The big oil and gas producers are also muscling for a piece of the action. Barrons reported that “because of deals signed in just the past year, companies like BP (BP), Shell (SHEL), Exxon (XOM), and Chevron (CHV) are building enough offshore wind farms to supply millions of homes on the East Coast with electricity”. While they have the deep pockets to fund these investments, it remains unclear at this point whether they have the same advantages of access to land, transmission & distribution, data, and knowhow that NEER has built for itself.
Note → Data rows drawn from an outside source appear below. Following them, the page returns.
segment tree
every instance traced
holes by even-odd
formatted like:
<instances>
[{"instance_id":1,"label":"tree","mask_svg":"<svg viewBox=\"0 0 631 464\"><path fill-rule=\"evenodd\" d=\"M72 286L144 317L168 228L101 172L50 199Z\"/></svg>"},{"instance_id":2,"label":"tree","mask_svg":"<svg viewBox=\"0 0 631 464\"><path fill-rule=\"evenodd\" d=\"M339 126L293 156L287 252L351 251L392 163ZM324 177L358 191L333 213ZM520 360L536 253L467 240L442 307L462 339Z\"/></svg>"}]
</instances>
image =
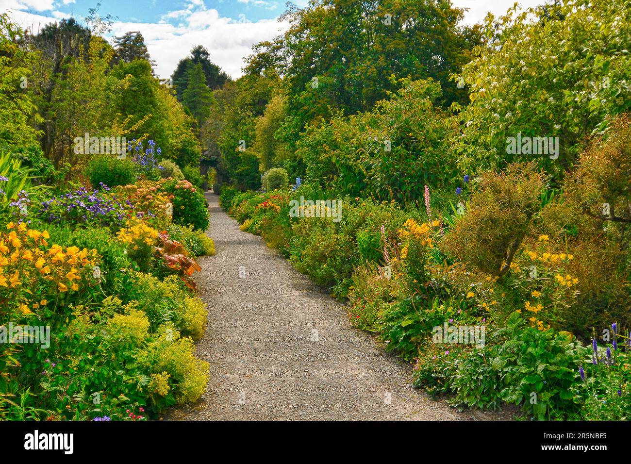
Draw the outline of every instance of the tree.
<instances>
[{"instance_id":1,"label":"tree","mask_svg":"<svg viewBox=\"0 0 631 464\"><path fill-rule=\"evenodd\" d=\"M624 0L564 0L488 16L488 45L462 73L471 101L453 144L461 170L534 158L559 185L589 138L631 110L630 16ZM558 152L507 150L520 133L557 138Z\"/></svg>"},{"instance_id":2,"label":"tree","mask_svg":"<svg viewBox=\"0 0 631 464\"><path fill-rule=\"evenodd\" d=\"M55 87L63 81L71 68L68 63L79 59L81 51L87 50L91 33L74 18L47 24L33 39L40 59L33 65L32 89L42 121L37 128L42 131L42 151L58 163L63 156L56 133L56 117L52 110Z\"/></svg>"},{"instance_id":3,"label":"tree","mask_svg":"<svg viewBox=\"0 0 631 464\"><path fill-rule=\"evenodd\" d=\"M120 37L115 37L114 43L116 51L114 55L115 62L122 60L128 63L134 59L144 59L153 66L154 62L149 56L147 46L144 44L144 39L139 32L126 32Z\"/></svg>"},{"instance_id":4,"label":"tree","mask_svg":"<svg viewBox=\"0 0 631 464\"><path fill-rule=\"evenodd\" d=\"M458 25L463 15L448 1L314 0L281 17L289 30L255 46L245 71L283 76L289 114L298 118L293 141L309 121L330 117L329 109L370 110L396 90L392 75L431 77L445 105L464 104L466 93L449 76L469 61L480 35Z\"/></svg>"},{"instance_id":5,"label":"tree","mask_svg":"<svg viewBox=\"0 0 631 464\"><path fill-rule=\"evenodd\" d=\"M213 101L213 92L206 86L201 63L189 69L186 80L188 85L182 94L182 103L201 125L210 114Z\"/></svg>"},{"instance_id":6,"label":"tree","mask_svg":"<svg viewBox=\"0 0 631 464\"><path fill-rule=\"evenodd\" d=\"M0 15L0 148L30 145L36 141L36 131L29 117L37 108L22 87L28 86L32 51L25 42L25 33Z\"/></svg>"},{"instance_id":7,"label":"tree","mask_svg":"<svg viewBox=\"0 0 631 464\"><path fill-rule=\"evenodd\" d=\"M188 85L187 76L196 64L201 64L206 79L206 85L211 90L221 87L230 80L230 77L221 68L210 61L210 52L204 47L198 45L191 51L191 56L180 59L171 78L177 93L177 98L180 102L184 98L184 92Z\"/></svg>"}]
</instances>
As US electric utilities still own a large amount of higher cost generation facilities, it can sometimes be cheaper for some utilities to purchase power from wholesale power producers rather than generate power using their own facilities. As such, wholesale producers like NEER who maintain a cost advantage will continue to thrive for the foreseeable future.
(4) High leverage
The debt to EBITDA coverage ratios for both NextEra Energy and NextEra Energy Partner exceed 6x (figures 52 and 53, dotted red lines, right axis) which is quite high on both an absolute basis and relative to its large utility peers. However, I believe the company’s stable cash generation from its existing portfolio and expected growth from assets with signed contracts and expected to commence operation over the next several years helps mitigates this concern.
Figure 52: Credit statistics for NextEra Energy.
Figure 53: Credit statistics for NextEra Energy Partners.
(5) Trade tariffs and supply disruptions on solar panels
On April 1, 2022, the US Department of Justice announced a review of anti-dumping and countervailing duties circumvention claim on solar cells and panels supplied from four Southeast Asian countries (Malaysia, Cambodia, Vietnam, and Thailand). This review created significant price uncertainty as the additional tariffs on panels from these countries would be retroactive and remain unknown for the next two years, leading to widespread solar project cancellations and delays. However, in June 2022, the Biden Administration announced a two-year waiver on new tariffs on solar modules imported from Southeast Asia gave developers the clarity to resume imports to restart projects.
Future new tariffs on solar cell and panel imports could undermine the deployment of solar technology and NextEra Energy’s growth.
In summary
- NextEra Energy is a leading US developer, constructor, and operator of electric and energy infrastructure, providing nearly 5% of all US generation capacity through its two segments–a regulated public utility in Florida and a wholesale clean electricity provider
- NextEra Energy Partners, a publicly-listed affiliate of NextEra Energy, acquires more mature, cash flowing renewable power generation and transmission assets from NEER and third parties, and may be appropriate for yield seeking investors
- NextEra Energy’s operational excellence, data analytics, leadership in renewables, scale, and access to capital positions both companies well to benefit from the growing demand for clean power, need to enhance Florida’s transmission infrastructure, and inflation in natural gas prices which widens its cost advantage vs fossil fuels
- Valuations are high but are less daunting if we take into account the mark-to-market accounting for its hedges, non-cash gains/losses, non-recurring items, and heavy investment spending in long term generation and transmission assets.
- Both are potentially interesting investments for long-term buy-and-hold investors, especially by employing a dividend reinvestment plan strategy.
Disclosure: I/we have a beneficial long position in the shares of NEE either through stock ownership, options, or other derivatives. I wrote this article myself, and it expresses my own opinions. I am not receiving compensation for it (other than from Seeking Alpha). I have no business relationship with any company whose stock is mentioned in this article.